A cultura organizacional no setor de saúde tradicionalmente tem sido mais voltada para a assistência clínica e não raramente é focada mais em resultados contábeis-financeiros e operacionais de curto prazo. E a verdade é que a incorporação de práticas ESG exige uma mudança de mentalidade que pode ser difícil para muitos gestores que estão acostumados a lidar com as demandas urgentes do dia a dia do setor.
Existe outro desafio além do aspecto cultural. Faltam especialistas no tema ESG dentro do setor de saúde, os existentes são insuficientes. É preciso formar mais profissionais com este tipo de conhecimento. O conceito, embora crescente, ainda é relativamente novo para muitos estabelecimentos. Isso reflete uma lacuna educacional que precisa ser preenchida para que os gestores de saúde possam compreender e aplicar os princípios de ESG de forma eficaz. Não podemos ignorar que a falta de recursos financeiros também se apresenta como um dificultador do processo.

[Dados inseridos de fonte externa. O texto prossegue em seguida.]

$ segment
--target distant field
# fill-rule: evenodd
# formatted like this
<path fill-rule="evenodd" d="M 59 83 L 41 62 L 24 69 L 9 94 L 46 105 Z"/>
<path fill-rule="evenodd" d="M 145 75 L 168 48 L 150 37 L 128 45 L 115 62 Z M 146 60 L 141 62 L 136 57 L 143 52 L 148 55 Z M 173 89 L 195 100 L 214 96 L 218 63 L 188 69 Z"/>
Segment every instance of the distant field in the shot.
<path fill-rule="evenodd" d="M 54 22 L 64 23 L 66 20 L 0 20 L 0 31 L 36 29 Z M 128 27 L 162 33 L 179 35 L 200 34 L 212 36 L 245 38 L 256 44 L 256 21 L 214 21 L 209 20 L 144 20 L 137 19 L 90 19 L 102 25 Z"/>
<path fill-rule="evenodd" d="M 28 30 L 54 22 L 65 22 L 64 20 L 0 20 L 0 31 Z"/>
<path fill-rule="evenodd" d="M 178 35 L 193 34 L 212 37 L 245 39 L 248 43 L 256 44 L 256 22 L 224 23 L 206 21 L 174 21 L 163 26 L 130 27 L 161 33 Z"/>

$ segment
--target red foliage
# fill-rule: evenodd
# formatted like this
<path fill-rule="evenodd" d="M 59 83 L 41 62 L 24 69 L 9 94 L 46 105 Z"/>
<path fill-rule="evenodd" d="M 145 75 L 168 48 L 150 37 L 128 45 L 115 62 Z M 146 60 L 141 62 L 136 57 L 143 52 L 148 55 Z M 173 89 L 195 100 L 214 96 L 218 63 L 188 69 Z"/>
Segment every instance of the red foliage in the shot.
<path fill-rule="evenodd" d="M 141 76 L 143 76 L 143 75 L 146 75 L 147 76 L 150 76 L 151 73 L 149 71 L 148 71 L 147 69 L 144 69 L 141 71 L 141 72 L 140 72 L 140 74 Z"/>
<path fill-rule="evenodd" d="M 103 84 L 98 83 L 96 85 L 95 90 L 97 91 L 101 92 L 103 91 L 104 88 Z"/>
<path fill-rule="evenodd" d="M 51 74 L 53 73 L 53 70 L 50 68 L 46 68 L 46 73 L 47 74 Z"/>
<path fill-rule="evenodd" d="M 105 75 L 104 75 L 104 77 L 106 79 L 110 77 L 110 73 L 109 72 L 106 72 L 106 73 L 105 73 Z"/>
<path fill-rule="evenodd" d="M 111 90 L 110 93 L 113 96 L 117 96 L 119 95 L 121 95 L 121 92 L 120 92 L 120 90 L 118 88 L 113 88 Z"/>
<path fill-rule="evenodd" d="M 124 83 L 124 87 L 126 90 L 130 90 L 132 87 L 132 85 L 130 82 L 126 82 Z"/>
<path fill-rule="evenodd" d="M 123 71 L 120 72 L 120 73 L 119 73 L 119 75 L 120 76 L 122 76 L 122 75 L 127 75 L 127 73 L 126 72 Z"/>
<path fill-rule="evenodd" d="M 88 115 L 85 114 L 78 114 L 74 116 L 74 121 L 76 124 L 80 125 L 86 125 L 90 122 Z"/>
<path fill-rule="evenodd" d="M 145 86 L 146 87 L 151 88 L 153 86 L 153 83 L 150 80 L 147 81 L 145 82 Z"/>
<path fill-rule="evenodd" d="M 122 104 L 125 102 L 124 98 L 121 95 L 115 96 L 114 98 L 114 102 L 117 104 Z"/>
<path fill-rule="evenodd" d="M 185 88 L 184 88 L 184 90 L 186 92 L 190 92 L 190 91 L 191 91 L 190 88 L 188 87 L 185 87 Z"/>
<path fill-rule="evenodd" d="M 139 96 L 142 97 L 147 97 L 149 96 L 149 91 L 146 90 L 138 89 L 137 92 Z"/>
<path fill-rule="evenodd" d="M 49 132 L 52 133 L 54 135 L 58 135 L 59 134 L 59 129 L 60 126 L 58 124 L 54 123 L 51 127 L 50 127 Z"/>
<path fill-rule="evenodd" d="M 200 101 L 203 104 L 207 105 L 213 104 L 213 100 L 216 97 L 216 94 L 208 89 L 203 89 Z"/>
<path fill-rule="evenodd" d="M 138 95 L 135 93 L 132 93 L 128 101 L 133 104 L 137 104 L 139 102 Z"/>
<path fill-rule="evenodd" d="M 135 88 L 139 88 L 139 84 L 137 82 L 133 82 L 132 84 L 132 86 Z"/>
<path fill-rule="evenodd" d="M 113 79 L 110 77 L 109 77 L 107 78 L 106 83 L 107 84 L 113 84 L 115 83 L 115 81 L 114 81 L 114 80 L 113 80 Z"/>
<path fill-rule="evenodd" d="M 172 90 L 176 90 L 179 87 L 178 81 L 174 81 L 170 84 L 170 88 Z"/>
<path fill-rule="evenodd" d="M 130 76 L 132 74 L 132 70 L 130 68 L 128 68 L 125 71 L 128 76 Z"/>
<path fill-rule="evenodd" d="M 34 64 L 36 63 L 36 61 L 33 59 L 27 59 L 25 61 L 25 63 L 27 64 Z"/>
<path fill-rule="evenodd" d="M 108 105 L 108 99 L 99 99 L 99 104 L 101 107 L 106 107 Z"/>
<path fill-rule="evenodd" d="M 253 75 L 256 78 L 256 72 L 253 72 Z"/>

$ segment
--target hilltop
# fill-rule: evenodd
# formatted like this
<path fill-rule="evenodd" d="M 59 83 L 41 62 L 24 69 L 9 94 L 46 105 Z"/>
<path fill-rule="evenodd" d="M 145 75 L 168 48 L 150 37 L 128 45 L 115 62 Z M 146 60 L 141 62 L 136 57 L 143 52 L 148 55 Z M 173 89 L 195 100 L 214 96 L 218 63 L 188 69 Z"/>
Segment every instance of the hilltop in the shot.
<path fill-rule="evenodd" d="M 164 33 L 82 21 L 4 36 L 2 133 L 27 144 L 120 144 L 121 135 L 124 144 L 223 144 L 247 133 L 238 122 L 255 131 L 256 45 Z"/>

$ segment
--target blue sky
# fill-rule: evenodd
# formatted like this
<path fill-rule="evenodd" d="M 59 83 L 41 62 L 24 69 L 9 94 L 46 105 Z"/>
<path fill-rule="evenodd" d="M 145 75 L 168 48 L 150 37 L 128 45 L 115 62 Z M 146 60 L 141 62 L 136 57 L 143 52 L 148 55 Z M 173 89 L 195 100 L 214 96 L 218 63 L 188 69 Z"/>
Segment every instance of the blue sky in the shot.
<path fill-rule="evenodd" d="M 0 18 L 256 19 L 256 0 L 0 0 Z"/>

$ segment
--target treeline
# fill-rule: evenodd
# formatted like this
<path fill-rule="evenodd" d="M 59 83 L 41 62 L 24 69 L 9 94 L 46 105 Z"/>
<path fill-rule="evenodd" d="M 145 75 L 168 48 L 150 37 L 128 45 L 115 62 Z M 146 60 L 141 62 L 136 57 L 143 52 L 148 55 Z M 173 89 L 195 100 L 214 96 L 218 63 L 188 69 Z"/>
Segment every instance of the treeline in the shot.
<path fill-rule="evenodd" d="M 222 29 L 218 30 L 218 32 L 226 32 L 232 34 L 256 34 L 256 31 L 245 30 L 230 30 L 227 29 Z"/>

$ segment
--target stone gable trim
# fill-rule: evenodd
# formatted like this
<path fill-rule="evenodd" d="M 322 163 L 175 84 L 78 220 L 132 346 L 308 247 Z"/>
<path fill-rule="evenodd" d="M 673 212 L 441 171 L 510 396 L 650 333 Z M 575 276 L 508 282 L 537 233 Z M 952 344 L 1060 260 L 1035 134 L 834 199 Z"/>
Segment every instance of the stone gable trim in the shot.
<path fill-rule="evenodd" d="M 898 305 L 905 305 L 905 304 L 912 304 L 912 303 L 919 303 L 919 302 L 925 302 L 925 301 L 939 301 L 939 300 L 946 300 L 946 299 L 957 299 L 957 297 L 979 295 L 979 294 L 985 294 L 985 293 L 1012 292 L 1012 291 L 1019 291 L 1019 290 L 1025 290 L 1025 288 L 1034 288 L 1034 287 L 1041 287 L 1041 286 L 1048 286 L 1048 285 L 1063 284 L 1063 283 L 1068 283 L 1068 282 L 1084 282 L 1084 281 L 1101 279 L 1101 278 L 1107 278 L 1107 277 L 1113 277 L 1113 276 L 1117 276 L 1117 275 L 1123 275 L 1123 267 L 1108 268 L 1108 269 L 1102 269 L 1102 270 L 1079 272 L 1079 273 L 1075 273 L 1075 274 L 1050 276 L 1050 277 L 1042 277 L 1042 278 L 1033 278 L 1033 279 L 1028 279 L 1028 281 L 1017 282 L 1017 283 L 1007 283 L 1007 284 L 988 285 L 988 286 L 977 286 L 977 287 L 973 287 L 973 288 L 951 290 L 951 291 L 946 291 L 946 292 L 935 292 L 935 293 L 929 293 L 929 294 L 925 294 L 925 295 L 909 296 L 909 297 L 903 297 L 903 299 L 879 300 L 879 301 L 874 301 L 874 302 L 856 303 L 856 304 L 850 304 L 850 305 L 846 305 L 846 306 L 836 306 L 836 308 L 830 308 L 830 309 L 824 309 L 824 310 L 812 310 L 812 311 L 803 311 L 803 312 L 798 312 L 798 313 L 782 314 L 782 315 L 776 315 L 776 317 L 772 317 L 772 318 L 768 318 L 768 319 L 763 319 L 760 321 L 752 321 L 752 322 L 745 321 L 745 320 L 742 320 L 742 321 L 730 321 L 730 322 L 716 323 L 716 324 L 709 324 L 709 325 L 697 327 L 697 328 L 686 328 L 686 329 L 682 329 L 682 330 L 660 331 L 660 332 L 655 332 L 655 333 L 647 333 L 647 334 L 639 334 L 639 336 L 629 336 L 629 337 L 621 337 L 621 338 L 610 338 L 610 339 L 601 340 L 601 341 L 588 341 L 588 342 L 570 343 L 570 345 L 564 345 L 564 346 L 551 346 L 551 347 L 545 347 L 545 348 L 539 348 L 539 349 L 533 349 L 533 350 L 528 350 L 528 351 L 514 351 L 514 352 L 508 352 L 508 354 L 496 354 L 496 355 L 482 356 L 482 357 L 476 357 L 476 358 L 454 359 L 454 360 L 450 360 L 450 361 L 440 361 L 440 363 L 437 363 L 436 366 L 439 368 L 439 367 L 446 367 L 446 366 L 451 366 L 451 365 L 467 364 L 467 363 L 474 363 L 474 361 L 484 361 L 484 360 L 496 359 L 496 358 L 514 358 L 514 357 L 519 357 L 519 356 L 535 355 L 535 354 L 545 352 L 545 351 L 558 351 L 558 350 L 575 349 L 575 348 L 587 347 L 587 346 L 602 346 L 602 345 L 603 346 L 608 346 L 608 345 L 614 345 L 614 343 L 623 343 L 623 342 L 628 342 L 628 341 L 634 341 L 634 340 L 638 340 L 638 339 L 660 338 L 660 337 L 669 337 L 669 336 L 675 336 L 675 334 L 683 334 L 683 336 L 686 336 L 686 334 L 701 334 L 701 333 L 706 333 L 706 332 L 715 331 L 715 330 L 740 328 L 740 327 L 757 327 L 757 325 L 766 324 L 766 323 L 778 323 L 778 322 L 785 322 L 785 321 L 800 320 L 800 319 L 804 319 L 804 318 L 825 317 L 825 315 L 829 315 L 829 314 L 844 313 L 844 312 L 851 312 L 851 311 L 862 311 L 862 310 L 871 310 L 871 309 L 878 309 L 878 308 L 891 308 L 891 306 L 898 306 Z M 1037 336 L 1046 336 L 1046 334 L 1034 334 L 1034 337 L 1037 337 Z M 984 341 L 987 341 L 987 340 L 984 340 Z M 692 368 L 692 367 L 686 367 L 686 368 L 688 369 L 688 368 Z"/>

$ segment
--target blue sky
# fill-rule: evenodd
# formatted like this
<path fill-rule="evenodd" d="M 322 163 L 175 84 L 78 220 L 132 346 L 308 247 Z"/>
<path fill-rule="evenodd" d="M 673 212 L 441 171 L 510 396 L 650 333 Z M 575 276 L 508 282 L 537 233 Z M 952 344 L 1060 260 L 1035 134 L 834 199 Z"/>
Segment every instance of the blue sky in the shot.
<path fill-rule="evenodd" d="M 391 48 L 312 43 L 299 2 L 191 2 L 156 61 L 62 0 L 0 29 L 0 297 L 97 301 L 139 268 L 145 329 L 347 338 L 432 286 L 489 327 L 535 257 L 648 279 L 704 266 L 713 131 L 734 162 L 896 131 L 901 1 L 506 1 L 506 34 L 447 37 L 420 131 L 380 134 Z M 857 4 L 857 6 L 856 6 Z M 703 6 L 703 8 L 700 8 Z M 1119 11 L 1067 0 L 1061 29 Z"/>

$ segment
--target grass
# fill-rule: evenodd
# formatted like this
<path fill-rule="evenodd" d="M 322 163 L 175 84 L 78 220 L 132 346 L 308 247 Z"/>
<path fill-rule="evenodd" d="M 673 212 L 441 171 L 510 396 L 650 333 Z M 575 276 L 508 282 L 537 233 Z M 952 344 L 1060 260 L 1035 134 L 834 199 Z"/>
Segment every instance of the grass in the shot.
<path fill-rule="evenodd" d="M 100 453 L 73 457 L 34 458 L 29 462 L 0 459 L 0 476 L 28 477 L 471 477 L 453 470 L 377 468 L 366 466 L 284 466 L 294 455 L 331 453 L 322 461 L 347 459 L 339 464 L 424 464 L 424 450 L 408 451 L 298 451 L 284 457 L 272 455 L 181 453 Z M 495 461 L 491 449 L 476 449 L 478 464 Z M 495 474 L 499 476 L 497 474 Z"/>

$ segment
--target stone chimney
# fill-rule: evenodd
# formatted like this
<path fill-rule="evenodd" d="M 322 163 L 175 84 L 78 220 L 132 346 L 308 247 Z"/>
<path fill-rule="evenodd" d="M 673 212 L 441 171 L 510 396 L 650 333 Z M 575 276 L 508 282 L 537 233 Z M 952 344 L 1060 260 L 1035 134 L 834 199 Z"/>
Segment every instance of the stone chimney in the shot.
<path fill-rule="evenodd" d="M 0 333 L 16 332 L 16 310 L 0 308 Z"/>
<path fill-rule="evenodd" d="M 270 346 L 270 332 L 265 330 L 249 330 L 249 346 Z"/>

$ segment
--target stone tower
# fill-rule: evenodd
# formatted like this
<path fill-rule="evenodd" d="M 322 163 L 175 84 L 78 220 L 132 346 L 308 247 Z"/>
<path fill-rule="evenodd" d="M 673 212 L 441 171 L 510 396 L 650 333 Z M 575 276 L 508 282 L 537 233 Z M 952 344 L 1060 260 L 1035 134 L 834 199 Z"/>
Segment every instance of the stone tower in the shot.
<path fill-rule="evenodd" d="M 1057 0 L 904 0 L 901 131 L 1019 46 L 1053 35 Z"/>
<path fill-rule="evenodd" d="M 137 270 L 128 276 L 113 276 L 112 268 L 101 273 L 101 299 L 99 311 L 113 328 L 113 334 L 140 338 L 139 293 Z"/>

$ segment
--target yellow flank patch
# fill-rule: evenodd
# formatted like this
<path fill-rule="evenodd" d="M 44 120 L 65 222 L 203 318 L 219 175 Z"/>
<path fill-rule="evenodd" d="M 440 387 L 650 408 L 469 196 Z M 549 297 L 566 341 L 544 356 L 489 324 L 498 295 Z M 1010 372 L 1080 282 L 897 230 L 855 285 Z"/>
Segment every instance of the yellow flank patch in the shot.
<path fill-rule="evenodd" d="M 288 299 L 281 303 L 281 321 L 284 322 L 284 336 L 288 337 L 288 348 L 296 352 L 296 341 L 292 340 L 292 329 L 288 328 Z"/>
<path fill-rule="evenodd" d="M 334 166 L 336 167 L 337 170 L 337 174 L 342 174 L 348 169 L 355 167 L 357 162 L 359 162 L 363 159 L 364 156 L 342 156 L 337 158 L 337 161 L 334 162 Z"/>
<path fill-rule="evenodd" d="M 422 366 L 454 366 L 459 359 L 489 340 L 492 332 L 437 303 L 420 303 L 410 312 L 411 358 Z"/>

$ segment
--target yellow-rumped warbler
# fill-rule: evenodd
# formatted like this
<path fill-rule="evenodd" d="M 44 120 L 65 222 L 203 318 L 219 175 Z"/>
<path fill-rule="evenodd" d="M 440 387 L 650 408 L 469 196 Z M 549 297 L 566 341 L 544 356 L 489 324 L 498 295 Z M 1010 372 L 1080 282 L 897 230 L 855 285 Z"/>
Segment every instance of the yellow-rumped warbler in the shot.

Superar essas dificuldades requer uma abordagem multifacetada. Para que haja avanço do ESG na saúde, é necessário um esforço conjunto entre as próprias instituições de saúde, governos e entidades do setor. Trabalhando em conjunto - como a ANAHP e associados têm feito - fica mais fácil elaborar e colocar em prática planos de capacitação por meio de parcerias com universidades e instituições de ensino. A criação de programas específicos de formação em ESG para o setor de saúde pode acelerar a adaptação das empresas a esse novo modelo de gestão.
Outro ponto importante é a adaptabilidade financeira. Se não há dinheiro suficiente para uma grande mudança, é possível implantar o conceito ESG gradualmente, focando em iniciativas de baixo custo que tragam benefícios rápidos, como a melhoria na eficiência energética ou a adoção de tecnologias que otimizem o uso de recursos. O poder público também pode ajudar oferecendo incentivos fiscais ou subsídios para apoiar a transição para um modelo mais sustentável.
Por fim, o setor de saúde precisa entender que a implementação de ESG não é mais uma opção, mas uma necessidade. Além de mais exigentes, consumidores e pacientes buscam atender suas necessidades em estabelecimentos alinhados a seus valores, ou seja, mostrando preocupação com questões socioambientais. O mesmo podemos dizer de possíveis parceiros e investidores que também dão preferência a empresas comprometidas com práticas de governança sólidas.
A implantação, o quanto antes, de um modelo que tenha em sua estratégia o conceito ESG sem dúvida alguma se refletirá no futuro das empresas. Clínicas, laboratórios, hospitais, operadoras, farmácias etc que não se adaptarem rapidamente ao modelo correm o risco de ficarem para trás, tanto em termos de competitividade quanto de relevância no mercado. Com a crescente pressão de regulamentações mais rigorosas e a demanda por transparência e responsabilidade social, a empresa do segmento que ignorar essas questões poderá perder pacientes e investidores, comprometendo sua sustentabilidade no longo prazo.